(Paul of Venice, ca. 1369-1429, theologian annd philosopher, Aristotle’s De
Anima 430a attributed)
My soul is as a blank page.
(pron = MAY-ah AH-nee-mah ehst TAHM-kwahm TAH-boo-lah RAH-sah)
Comment: The question in Intro to Philosophy in my undergraduate program was
this: do human beings come into life as blank pages, or do they come with
something already I tact, a divine spark, so to speak? It was a debate between
the thoughts of Aristotle and Plato that our professor was attempting to create.
I don’t remember how it turned out.
I do remember that when I was in seminary, the question surfaced again in
discussions around anthropology of theology: what does it mean to be human.
And years later, when I entered teaching, this same question came up again:
the child who enters your room, whether a kindergardener or a junior in high
school—does he/she come as a blank page for you (the teacherr) to write on, or
has this human being entered the room with something important already in place
that perhaps you (the teacher) have to learn from?
I’ve always leaned toward Plato’s side of the question, probably via Socrates.
Socratic questioning has always been intriguing to me.

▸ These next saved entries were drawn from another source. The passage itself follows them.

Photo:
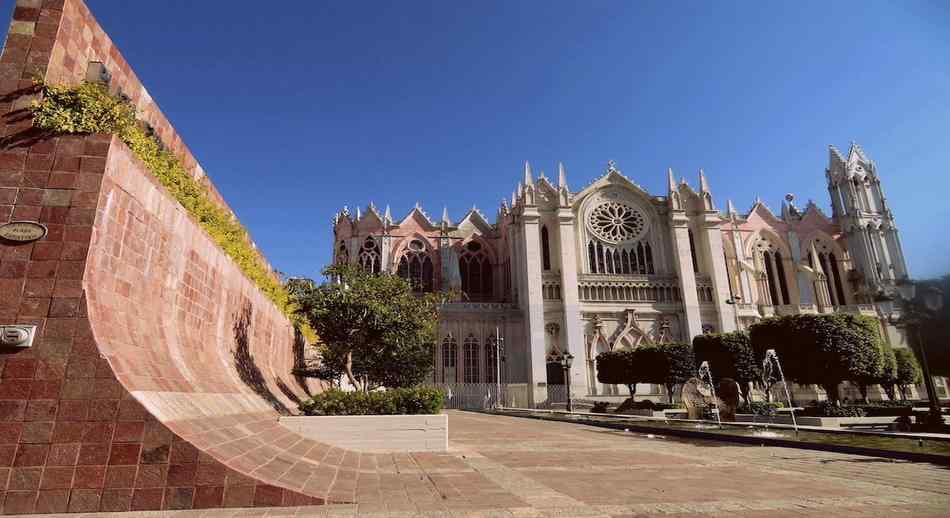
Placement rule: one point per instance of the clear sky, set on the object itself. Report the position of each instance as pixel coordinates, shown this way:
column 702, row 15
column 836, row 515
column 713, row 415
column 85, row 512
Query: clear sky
column 298, row 108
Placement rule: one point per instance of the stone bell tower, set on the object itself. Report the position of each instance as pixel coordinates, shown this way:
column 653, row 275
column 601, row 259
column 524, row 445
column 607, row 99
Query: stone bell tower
column 859, row 206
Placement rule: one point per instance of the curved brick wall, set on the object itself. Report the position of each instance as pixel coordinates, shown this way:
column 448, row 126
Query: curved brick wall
column 158, row 371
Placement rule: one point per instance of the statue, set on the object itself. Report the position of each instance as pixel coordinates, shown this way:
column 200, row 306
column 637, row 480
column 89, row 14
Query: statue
column 696, row 395
column 728, row 394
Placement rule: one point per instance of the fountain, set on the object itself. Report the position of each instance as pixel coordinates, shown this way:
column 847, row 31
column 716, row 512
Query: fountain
column 705, row 375
column 771, row 359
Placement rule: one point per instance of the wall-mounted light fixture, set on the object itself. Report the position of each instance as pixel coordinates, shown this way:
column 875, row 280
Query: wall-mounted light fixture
column 17, row 336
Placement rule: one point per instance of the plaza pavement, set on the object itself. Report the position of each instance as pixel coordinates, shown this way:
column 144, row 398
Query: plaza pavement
column 512, row 467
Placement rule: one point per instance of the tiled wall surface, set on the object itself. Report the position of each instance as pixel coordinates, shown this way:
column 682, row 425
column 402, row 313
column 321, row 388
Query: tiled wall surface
column 158, row 371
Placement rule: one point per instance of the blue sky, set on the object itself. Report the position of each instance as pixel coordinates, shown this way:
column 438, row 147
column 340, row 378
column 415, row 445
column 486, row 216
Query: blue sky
column 298, row 108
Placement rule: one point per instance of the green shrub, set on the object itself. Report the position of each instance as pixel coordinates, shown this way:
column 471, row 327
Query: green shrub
column 829, row 409
column 90, row 108
column 416, row 400
column 760, row 408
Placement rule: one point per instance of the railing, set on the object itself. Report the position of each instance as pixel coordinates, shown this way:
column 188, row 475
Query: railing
column 481, row 396
column 597, row 288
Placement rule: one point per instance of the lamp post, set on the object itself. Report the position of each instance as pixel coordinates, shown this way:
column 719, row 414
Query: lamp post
column 734, row 302
column 566, row 360
column 499, row 351
column 916, row 307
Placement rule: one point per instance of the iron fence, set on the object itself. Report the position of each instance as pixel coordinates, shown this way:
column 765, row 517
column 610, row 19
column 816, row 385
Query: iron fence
column 481, row 396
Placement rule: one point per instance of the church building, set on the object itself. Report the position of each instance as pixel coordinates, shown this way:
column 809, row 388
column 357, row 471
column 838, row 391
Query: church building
column 612, row 265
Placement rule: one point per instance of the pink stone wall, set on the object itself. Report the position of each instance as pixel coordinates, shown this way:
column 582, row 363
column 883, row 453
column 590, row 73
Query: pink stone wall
column 159, row 370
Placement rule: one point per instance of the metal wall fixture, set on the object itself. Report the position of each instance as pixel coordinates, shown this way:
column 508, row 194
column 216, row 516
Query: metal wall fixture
column 17, row 336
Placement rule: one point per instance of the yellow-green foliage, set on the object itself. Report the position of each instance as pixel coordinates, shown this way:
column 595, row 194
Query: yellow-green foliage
column 91, row 108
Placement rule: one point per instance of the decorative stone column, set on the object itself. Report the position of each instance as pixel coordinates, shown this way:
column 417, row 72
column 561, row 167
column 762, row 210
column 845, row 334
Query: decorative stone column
column 719, row 274
column 573, row 341
column 533, row 304
column 684, row 268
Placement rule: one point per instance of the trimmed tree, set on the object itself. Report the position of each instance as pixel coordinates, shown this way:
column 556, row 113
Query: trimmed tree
column 731, row 356
column 888, row 377
column 680, row 363
column 616, row 368
column 822, row 349
column 373, row 329
column 908, row 371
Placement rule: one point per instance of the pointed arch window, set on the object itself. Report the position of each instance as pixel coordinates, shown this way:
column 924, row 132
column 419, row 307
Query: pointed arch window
column 370, row 257
column 415, row 267
column 342, row 255
column 692, row 250
column 476, row 271
column 449, row 359
column 491, row 360
column 829, row 265
column 620, row 260
column 773, row 284
column 545, row 249
column 470, row 354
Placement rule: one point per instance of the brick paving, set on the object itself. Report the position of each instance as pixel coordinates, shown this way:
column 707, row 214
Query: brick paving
column 511, row 467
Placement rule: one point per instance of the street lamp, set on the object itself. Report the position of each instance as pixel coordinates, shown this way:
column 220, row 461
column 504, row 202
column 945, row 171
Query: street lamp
column 918, row 307
column 499, row 352
column 734, row 301
column 566, row 360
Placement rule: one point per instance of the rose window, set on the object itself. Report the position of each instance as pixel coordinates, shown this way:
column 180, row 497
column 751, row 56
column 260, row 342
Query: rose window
column 615, row 222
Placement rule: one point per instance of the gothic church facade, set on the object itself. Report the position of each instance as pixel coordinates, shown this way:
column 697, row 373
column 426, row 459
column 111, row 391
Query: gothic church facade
column 612, row 265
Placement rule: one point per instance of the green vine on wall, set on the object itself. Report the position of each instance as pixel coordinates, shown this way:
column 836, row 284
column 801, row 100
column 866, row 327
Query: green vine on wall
column 91, row 108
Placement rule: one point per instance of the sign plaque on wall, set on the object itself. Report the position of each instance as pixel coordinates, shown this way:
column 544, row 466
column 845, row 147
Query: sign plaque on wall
column 22, row 231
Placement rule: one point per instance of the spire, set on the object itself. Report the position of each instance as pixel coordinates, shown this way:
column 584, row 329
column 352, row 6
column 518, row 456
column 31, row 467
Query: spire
column 816, row 261
column 703, row 184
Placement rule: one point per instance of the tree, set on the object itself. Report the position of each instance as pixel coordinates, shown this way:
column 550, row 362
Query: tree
column 822, row 349
column 888, row 378
column 662, row 364
column 908, row 371
column 616, row 368
column 373, row 329
column 730, row 355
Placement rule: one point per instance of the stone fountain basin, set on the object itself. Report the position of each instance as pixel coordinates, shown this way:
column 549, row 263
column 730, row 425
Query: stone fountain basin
column 824, row 422
column 913, row 447
column 375, row 433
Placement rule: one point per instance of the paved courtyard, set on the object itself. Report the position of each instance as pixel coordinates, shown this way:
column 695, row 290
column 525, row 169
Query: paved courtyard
column 512, row 467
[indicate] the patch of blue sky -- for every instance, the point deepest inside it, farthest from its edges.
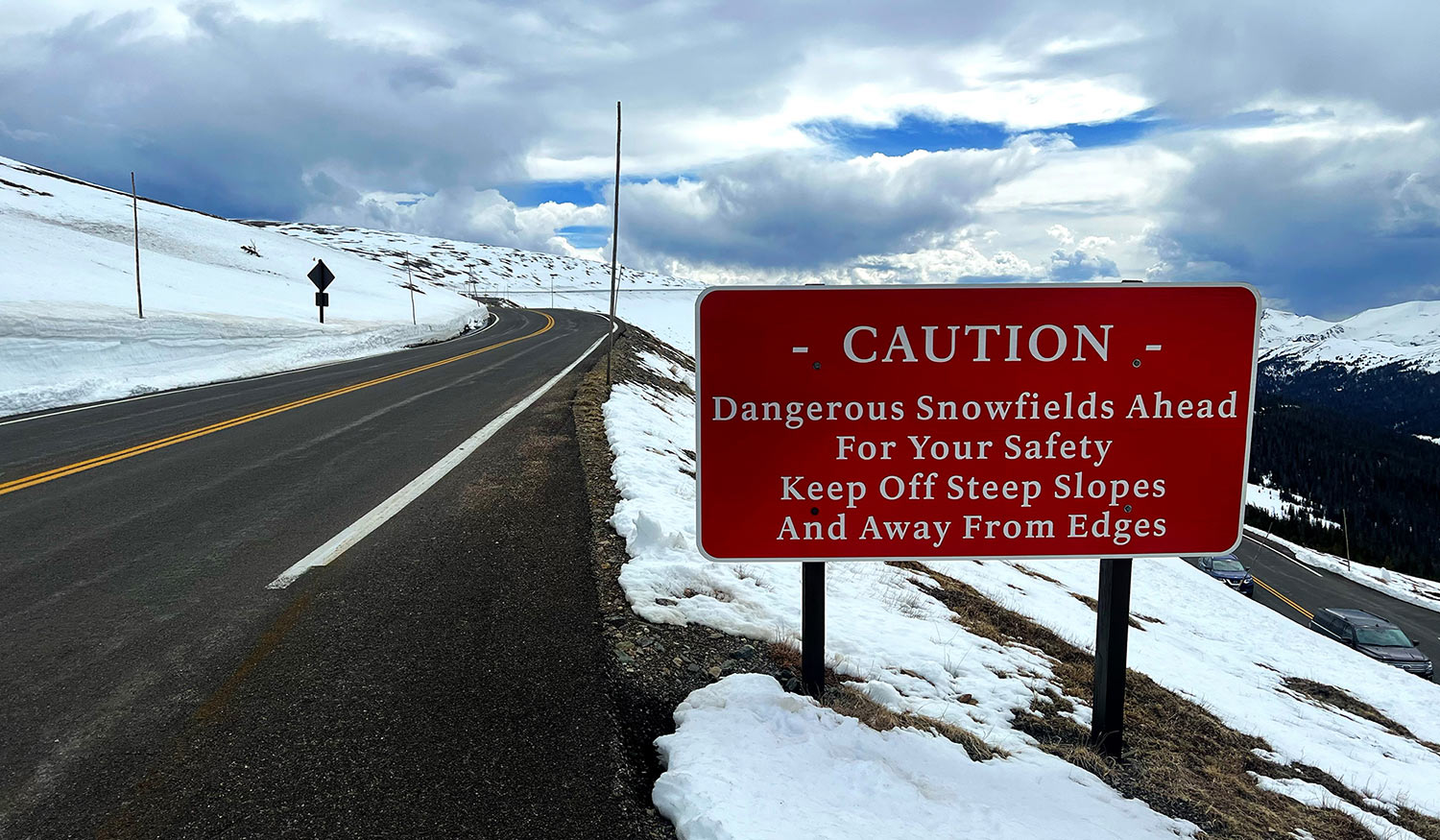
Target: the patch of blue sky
(536, 193)
(916, 132)
(585, 235)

One cannot ask
questions of a blank page—and expect to get anything back. The teacher who
faces a room full of blank pages won’t ask questions anyway. He/she will come
prepared with full lectures—and plenty of ink with which to fill those blank
pages. The socratic teacher enters a room full of divine sparks, asks a few
well placed questions, and enjoys the light show. The reality is, though, that
we can and do leave our imprints on others--especially children, for good and
for ill. My own view is that human beings come with something already in
place--divine sparks for lack of a better term, AND that children are treated
as blank pages which the adults in their lives write all over from the
beginning. Very often, the divine spark gets lost underneath everyone else's
verbage.
What difference does it make how we view others around us—blank pages or sparks
that have been there from before the beginning?